Assistance from a strike fund will likely amount to considerably less than your regular pay, though it can help offset your loss of income until the strike is resolved.
Eligible UAW members who are currently striking receive $100 per weekday from the union’s strike fund, according to the union’s website.
Cut your expenses
As with any type of job loss, cutting your expenses — even temporarily — can help keep you afloat until your income goes back up. Start by canceling any services you’re currently paying for that you can do without. Examples may include:
- Streaming services and cable TV
- Gym memberships
- Magazine subscriptions
- House cleaning services
Depending on your personal situation, some additional steps can be taken to to trim your expenses:
Cut credit card spending: For now, only use your credit card for emergencies. If you carry balances on multiple credit cards, consider consolidating them onto a single balance transfer card with a low introductory annual percentage rate (APR).
Cook more meals at home: You may be able to cut your food bill significantly by making more meals at home. Plan your meals in advance to minimize last-minute trips to the store (and the associated impulse purchases).
Reducing your spending helps you conserve cash during a strike, says Michael Sullivan of the nonprofit credit counseling agency Take Charge America. “Pay the minimum amount due on bills. Negotiate new terms on loans. Cancel all subscriptions and eliminate travel, entertainment and eating out.”
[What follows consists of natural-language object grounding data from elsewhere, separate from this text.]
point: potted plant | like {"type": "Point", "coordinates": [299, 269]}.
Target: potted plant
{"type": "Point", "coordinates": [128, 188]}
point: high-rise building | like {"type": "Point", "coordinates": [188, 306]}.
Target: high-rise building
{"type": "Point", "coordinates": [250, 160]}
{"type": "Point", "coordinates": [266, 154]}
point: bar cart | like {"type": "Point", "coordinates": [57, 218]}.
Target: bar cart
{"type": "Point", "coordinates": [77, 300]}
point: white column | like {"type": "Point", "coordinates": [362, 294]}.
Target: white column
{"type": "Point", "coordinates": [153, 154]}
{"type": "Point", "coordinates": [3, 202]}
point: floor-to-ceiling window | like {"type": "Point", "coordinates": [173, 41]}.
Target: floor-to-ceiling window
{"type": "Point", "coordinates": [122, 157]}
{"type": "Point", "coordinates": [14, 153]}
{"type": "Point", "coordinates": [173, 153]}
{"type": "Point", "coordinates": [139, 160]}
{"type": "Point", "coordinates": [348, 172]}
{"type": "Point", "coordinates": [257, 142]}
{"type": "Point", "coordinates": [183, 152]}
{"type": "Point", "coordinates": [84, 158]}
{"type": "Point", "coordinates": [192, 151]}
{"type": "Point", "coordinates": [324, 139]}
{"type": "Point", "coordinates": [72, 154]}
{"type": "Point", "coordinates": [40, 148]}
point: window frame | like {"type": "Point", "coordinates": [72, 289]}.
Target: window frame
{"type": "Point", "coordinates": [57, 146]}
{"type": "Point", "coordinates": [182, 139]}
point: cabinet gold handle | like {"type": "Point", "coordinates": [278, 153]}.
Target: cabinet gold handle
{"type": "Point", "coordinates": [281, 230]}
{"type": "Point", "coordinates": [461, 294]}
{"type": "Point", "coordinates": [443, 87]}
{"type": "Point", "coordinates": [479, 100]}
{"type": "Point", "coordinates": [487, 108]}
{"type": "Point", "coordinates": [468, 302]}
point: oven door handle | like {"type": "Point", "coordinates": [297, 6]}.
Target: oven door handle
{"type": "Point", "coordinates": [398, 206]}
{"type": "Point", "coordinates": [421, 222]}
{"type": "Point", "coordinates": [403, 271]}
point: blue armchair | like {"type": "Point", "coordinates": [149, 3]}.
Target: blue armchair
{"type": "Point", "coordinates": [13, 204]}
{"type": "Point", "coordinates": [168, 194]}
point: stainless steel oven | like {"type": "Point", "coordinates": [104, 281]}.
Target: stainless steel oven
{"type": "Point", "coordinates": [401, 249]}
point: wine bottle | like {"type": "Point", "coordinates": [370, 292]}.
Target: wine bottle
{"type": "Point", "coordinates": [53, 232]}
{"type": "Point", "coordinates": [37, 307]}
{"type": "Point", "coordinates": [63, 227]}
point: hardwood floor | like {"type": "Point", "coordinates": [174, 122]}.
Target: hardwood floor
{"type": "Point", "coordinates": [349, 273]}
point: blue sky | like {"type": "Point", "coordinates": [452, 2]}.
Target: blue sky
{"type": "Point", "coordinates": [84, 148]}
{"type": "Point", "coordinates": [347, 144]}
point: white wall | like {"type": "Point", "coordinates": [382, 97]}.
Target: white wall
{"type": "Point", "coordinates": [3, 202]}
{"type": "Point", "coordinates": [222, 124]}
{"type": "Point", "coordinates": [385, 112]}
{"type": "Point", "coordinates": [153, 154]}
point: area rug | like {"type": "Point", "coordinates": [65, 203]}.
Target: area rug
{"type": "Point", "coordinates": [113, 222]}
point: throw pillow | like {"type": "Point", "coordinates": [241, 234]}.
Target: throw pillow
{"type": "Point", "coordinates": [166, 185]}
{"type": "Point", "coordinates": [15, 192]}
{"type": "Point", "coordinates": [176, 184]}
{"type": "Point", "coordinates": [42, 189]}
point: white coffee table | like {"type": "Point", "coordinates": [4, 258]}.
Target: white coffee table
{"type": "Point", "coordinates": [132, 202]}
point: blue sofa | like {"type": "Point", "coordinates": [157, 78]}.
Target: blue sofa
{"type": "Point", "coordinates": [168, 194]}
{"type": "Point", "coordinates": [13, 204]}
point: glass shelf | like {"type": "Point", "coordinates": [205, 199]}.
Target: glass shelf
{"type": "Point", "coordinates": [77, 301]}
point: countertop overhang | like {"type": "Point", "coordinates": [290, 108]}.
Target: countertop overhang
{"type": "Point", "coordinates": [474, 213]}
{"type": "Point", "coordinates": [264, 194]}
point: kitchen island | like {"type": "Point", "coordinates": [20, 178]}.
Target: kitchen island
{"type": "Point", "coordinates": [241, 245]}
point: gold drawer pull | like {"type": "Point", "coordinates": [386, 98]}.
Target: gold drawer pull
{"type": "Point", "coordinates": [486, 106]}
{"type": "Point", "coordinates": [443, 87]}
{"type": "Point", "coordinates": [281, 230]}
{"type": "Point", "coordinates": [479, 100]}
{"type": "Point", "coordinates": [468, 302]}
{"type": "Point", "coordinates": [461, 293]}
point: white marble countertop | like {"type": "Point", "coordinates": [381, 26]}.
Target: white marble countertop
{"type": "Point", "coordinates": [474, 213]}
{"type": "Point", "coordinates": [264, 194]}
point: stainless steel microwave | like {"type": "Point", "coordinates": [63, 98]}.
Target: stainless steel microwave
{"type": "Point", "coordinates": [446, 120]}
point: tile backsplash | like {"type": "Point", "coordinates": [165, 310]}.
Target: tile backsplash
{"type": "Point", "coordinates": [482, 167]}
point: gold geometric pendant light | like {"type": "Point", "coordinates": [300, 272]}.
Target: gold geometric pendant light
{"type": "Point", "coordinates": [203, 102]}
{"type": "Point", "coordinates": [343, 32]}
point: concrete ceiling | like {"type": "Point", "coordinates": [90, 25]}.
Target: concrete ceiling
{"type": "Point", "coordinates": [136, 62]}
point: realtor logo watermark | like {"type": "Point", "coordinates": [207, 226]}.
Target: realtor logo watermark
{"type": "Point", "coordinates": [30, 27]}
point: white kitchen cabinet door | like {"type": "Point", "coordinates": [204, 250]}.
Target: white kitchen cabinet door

Sullivan also advises finding other ways to maximize your income during a strike. “Being on strike doesn’t mean giving up. Get one or more part-time jobs. Do delivery or odd jobs. Sell things you don’t really need. See if you may be eligible for benefits from a government or private agency. Borrow on life insurance policies and, in a real emergency, understand how to borrow from retirement funds.”
Plan ahead for future strikes
As a union member, it can pay to beef up your nest egg in a high-yield savings account to help cover expenses in the event of a future strike.
Having enough savings to cover up to several months’ worth of bills will help keep you from going into debt or dipping into retirement savings if you experience a temporary loss of income.
One way to make it easier to save is to set up automatic transfers from your checking to your savings account every payday. This way, you won’t have to remember to transfer the money, and you won’t be tempted to spend it on other things.
The best preparation for a strike is to save money, and the second best preparation is to avoid debt, Sullivan of Take Charge America says. “Workers who could be affected by a strike need to save as much as possible, eliminate as many expenses as possible, and have a budget prepared in advance that is based on anticipated income for the duration of the strike.”
Workers who are on strike aren’t paid by their employer, so some unions have an established strike fund that helps offset the loss in wages. However, the amount you’ll receive from such a fund will likely be significantly less than your regular wages.
Currently, only the states of New York and New Jersey allow striking workers to collect unemployment benefits, under certain conditions. Pending legislation in California would also allow the state’s residents to qualify for unemployment while on strike.
While strikes can last for days, weeks or even months, in 2022 around 46 percent of strikes lasted one day or less, while two-thirds of strikes lasted fewer than five days, according to the Labor Action Tracker.